On Wednesday, Kiwis flocked to parliament to celebrate the indigenous language - te reo Maori - being brought back from the brink.
Te reo is increasingly commonplace in Aotearoa, and is widely used in songs, news and weather forecasts, advertising and branding, going far beyond the well-known greeting of kia ora.
Such linguistic flexibility was not always the case.
Te reo was in widespread use among Maori even through the tumult of the 19th century, but by the end of World War II, government policy had swung decidedly in favour of English.
In mid-20th century New Zealand, using te reo at school led to beatings, bringing shame to a generation of speakers.

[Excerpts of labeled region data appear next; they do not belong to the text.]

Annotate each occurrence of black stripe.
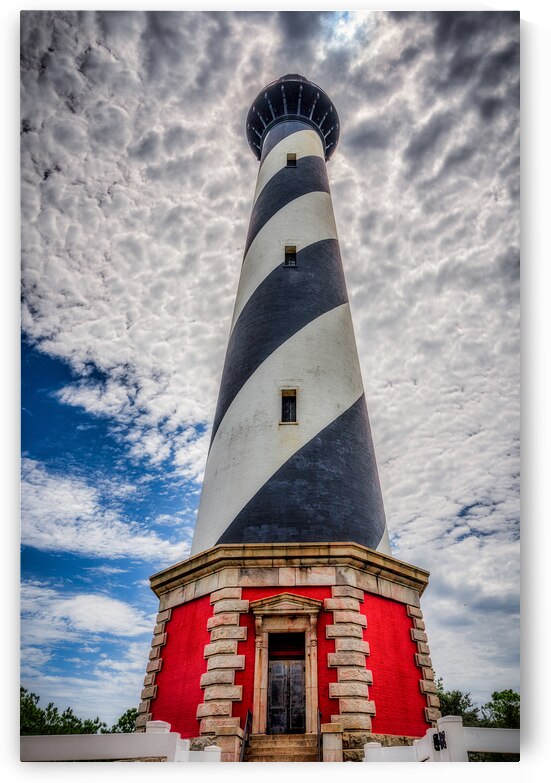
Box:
[211,239,348,443]
[245,155,329,255]
[260,120,314,165]
[217,395,385,549]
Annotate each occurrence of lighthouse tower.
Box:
[137,74,440,761]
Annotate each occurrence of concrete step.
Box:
[244,734,318,763]
[249,734,318,745]
[244,754,318,764]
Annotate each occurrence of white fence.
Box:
[364,715,520,762]
[21,720,222,762]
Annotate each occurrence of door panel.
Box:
[268,661,289,734]
[267,661,305,734]
[289,661,305,733]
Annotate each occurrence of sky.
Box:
[21,11,520,724]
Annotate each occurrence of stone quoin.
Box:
[137,74,440,761]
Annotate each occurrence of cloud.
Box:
[21,458,190,563]
[21,580,152,647]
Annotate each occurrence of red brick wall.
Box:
[360,593,430,737]
[151,595,212,737]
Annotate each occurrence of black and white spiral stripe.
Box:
[192,120,390,554]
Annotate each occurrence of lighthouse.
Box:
[137,74,440,761]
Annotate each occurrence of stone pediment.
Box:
[250,593,322,616]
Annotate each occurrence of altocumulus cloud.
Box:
[21,12,519,720]
[21,459,189,563]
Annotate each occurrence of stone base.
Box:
[141,543,440,744]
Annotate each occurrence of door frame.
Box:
[249,593,322,734]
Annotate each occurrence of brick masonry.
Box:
[324,585,375,731]
[197,587,249,736]
[406,605,442,726]
[136,609,172,732]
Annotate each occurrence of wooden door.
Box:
[267,660,306,734]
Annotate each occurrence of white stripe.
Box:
[231,191,337,331]
[375,522,392,557]
[253,126,325,206]
[191,303,363,555]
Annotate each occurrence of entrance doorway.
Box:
[266,633,306,734]
[250,593,323,734]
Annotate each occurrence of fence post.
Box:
[364,742,383,761]
[321,723,344,761]
[436,715,469,761]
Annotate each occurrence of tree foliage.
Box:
[20,688,138,736]
[436,679,481,726]
[20,688,107,736]
[101,707,138,734]
[436,679,520,761]
[482,689,520,729]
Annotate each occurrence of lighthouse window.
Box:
[283,245,297,266]
[281,389,297,424]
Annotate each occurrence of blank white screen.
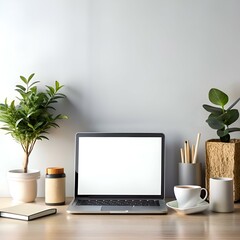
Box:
[78,137,162,195]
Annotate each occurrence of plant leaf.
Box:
[203,104,223,115]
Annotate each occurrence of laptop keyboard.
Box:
[77,199,160,206]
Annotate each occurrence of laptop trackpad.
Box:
[101,206,132,212]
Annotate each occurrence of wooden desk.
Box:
[0,198,240,240]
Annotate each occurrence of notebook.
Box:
[0,203,57,221]
[67,132,167,214]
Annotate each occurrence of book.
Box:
[0,203,57,221]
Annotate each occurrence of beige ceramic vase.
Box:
[8,169,40,203]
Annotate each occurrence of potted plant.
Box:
[203,88,240,201]
[0,73,67,202]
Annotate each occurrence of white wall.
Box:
[0,0,240,196]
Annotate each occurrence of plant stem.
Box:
[23,151,29,173]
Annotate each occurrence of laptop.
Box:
[67,132,167,214]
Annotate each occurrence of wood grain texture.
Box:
[0,198,240,240]
[205,139,240,201]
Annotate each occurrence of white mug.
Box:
[209,177,234,212]
[174,185,208,208]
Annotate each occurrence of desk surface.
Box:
[0,198,240,240]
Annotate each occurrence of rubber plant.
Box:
[0,73,67,173]
[203,88,240,142]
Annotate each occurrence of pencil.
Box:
[193,133,201,163]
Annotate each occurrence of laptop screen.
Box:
[76,133,164,196]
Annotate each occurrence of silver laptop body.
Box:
[67,132,167,214]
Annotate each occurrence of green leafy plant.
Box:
[203,88,240,142]
[0,73,67,172]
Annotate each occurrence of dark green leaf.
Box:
[208,88,228,108]
[20,76,27,84]
[28,73,35,83]
[206,115,225,129]
[222,109,239,126]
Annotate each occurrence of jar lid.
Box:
[46,167,64,174]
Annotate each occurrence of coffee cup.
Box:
[174,185,208,208]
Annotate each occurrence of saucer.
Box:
[167,200,209,214]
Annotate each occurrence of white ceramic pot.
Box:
[8,169,40,202]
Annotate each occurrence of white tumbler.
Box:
[209,177,234,212]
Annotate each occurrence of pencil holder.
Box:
[45,168,66,206]
[178,163,202,186]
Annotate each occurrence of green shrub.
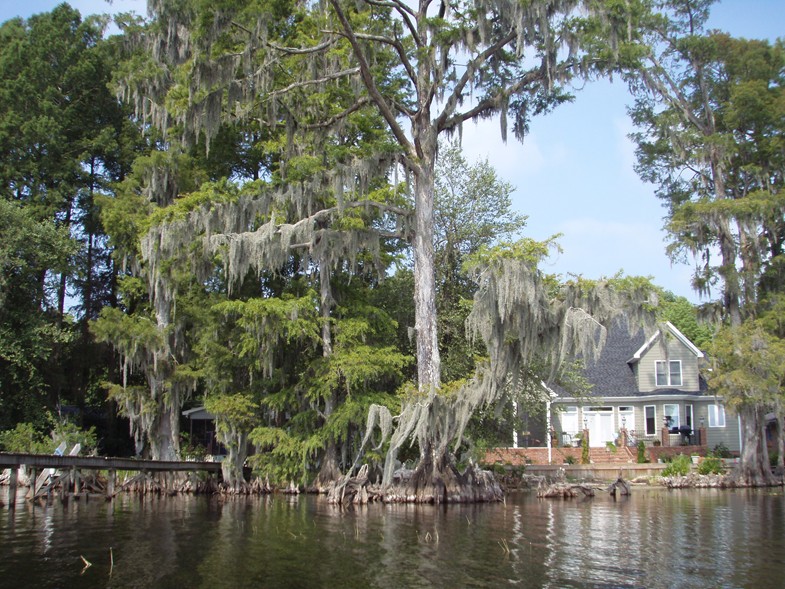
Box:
[581,437,591,464]
[51,420,98,456]
[637,440,649,464]
[711,442,733,458]
[698,456,723,474]
[662,454,692,477]
[0,423,50,454]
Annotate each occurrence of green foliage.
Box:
[635,440,649,464]
[0,423,50,454]
[662,454,692,477]
[711,442,733,458]
[50,419,98,456]
[708,320,785,409]
[581,436,591,464]
[658,293,715,350]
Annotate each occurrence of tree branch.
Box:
[330,0,413,154]
[268,67,360,97]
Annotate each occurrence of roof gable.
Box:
[627,321,703,364]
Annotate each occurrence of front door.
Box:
[584,407,616,448]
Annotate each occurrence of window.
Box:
[709,405,725,427]
[654,360,681,387]
[643,405,657,436]
[561,405,579,434]
[663,405,681,430]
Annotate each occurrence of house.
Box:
[550,321,740,451]
[182,406,226,460]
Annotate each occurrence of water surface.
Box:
[0,488,785,589]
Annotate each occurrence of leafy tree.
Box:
[709,321,785,484]
[628,0,785,483]
[434,143,525,382]
[116,0,652,500]
[0,200,75,429]
[659,292,714,350]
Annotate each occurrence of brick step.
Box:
[589,448,634,464]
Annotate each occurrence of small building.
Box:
[182,407,227,458]
[550,321,741,451]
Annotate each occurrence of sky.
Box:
[0,0,785,303]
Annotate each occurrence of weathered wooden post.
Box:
[71,466,79,498]
[8,466,19,509]
[25,467,38,499]
[106,468,117,499]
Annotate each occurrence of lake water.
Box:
[0,487,785,589]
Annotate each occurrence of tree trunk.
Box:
[147,401,180,461]
[737,406,776,487]
[310,438,343,493]
[384,438,504,503]
[220,431,248,493]
[413,130,441,392]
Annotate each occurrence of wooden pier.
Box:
[0,452,221,504]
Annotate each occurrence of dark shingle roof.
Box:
[584,320,648,397]
[551,319,706,398]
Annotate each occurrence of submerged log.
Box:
[537,483,594,499]
[328,458,504,505]
[608,472,632,497]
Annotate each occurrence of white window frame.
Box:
[654,360,684,387]
[708,403,726,427]
[643,405,657,436]
[618,405,635,431]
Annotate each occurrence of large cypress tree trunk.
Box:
[219,428,248,493]
[383,438,504,503]
[413,144,441,392]
[736,405,777,487]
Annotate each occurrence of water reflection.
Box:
[0,489,785,589]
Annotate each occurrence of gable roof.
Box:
[627,321,703,364]
[551,318,706,399]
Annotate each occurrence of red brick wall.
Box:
[646,446,709,462]
[483,448,581,466]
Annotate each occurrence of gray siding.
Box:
[636,337,700,393]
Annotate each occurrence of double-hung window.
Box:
[709,405,725,427]
[654,360,681,387]
[643,405,657,436]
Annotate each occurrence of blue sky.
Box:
[0,0,785,302]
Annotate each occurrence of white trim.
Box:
[552,393,722,406]
[643,405,657,436]
[654,360,684,387]
[627,321,703,364]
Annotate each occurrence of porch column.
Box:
[545,399,553,464]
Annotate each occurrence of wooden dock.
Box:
[0,452,221,503]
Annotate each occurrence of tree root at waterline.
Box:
[328,461,504,505]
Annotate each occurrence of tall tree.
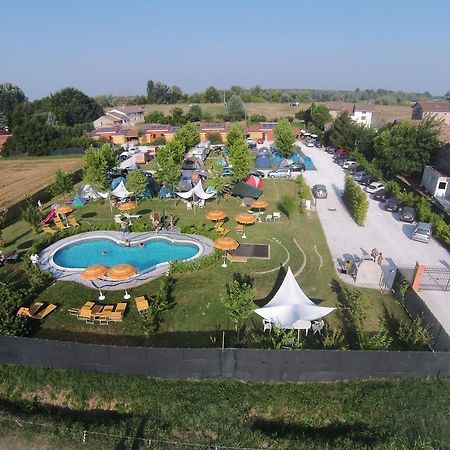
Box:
[48,87,103,126]
[275,118,295,156]
[175,123,200,153]
[375,118,440,175]
[205,86,222,103]
[227,94,245,122]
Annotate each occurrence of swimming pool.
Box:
[53,238,200,272]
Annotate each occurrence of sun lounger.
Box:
[227,253,247,263]
[31,303,57,321]
[42,225,56,234]
[69,217,80,227]
[135,296,149,314]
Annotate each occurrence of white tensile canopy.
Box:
[177,180,215,200]
[111,181,131,198]
[255,267,336,328]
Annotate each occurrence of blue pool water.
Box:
[53,239,199,272]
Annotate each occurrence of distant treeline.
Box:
[96,80,433,107]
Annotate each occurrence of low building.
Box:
[199,123,229,142]
[325,102,374,128]
[411,102,450,125]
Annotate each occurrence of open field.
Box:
[145,103,411,126]
[0,156,83,208]
[0,179,409,348]
[0,365,450,450]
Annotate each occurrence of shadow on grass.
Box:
[251,418,384,446]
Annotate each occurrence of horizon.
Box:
[0,0,450,100]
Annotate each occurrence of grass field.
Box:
[145,103,411,126]
[0,156,83,208]
[0,365,450,450]
[0,179,409,347]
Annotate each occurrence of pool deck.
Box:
[38,231,214,292]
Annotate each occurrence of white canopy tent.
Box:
[111,181,132,198]
[255,267,336,329]
[177,180,215,200]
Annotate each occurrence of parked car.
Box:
[384,197,403,212]
[411,222,432,244]
[366,181,384,194]
[353,170,368,183]
[311,184,328,198]
[398,206,416,223]
[248,169,266,178]
[288,163,306,172]
[342,159,358,169]
[373,189,392,202]
[267,167,291,178]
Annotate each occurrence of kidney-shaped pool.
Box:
[53,238,200,272]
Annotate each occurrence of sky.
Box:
[0,0,450,99]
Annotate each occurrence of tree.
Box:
[21,201,41,234]
[126,170,147,195]
[48,87,103,126]
[175,123,200,152]
[328,111,359,150]
[0,83,27,128]
[186,105,203,122]
[374,118,440,175]
[275,119,295,157]
[227,95,245,122]
[227,123,245,147]
[145,111,168,124]
[155,144,181,190]
[220,279,255,331]
[50,170,73,198]
[205,86,222,103]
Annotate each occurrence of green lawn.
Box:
[0,365,450,450]
[0,179,409,347]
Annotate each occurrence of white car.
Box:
[366,181,384,194]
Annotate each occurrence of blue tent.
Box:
[111,177,126,191]
[255,153,272,169]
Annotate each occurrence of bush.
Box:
[343,176,369,226]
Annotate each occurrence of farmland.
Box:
[0,156,83,208]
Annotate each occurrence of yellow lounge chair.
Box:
[42,225,56,234]
[227,253,247,263]
[69,217,80,227]
[31,303,57,321]
[134,296,149,314]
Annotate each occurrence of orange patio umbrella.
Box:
[106,264,137,300]
[80,264,109,301]
[117,202,136,211]
[214,236,239,267]
[205,209,227,221]
[235,213,258,239]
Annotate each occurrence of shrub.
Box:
[343,176,369,226]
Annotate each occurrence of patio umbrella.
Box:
[117,202,136,211]
[205,209,227,221]
[235,213,258,239]
[106,264,137,300]
[214,236,239,267]
[80,264,109,301]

Many are still loathe to discuss their experiences.
In her maiden speech to parliament, Justice Minister Kiritapu Allan described her grandmother's schooling, saying she was strapped and "her name was changed to Kitty" on day one.
"Whatever the intention, it was nevertheless the effect that my Nana's cultural identity was whipped out of her at that school, and so too, some might say, was her voice," Ms Allan said.
Ngahuia Te Awekotuku told Radio NZ the culture around language in the 1960s and 1970s was poisonous.
"It was like, 'learn English and you will do well, learn Maori and you will be caught in another time'," she said.
"Maori was ... considered a dead or dying language, and yet in 1972 there was a huge number of native speakers."
Dr Te Awekotuku, now emeritus professor at the University of Waikato, was one of the activists who began the Maori language petition credited with turning the tide towards te reo.
More than 30,000 signatures, from Maori and non-Maori (known as pakeha), implored parliament to take up the language's use.
"We the undersigned, do humbly pray that courses in Maori language and aspects of Maori culture be offered in all those schools with large Maori rolls," it read.
"And that these same courses be offered as a gift to the Pakeha from the Maori in all other New Zealand schools as a positive effort to promote a more meaningful concept of integration."
Addressing the crowds at parliament, acting Prime Minister Grant Robertson said the 1972 activists were "strong, determined and revolutionary".
"They knew if things didn't change, te reo Maori could be lost," he said.
Jacinda Ardern's government is making strides towards its goal of a million proficient te reo speakers.
As of last year, 30 per cent of Kiwis could speak more than a few words of te reo - including 41 per cent of those under-35 - up from 21 per cent in 2016.
Still, many believe the government must do more.
Another 1972 activist, Whaimutu Dewes, boycotted parliament on Wednesday, telling news outlet Stuff the fundamental request from the petition was not being honoured.
"Most of us who are alive won't be there, because 50 years on we find that the same challenges and struggles posed by the bureaucratic and political obduracy are still present," he said.
The Greens are the only party who have a policy to add te reo as a core curriculum subject in New Zealand schools.
"Now is the time to ensure all of our tamariki (children) have the opportunity to learn our indigenous language," Greens education spokesman Teanau Tuiono said.
"Reclaiming te reo isn't just about learning words stolen from us, it is part of the journey we are on to reclaim the story of Aotearoa as a colonised land."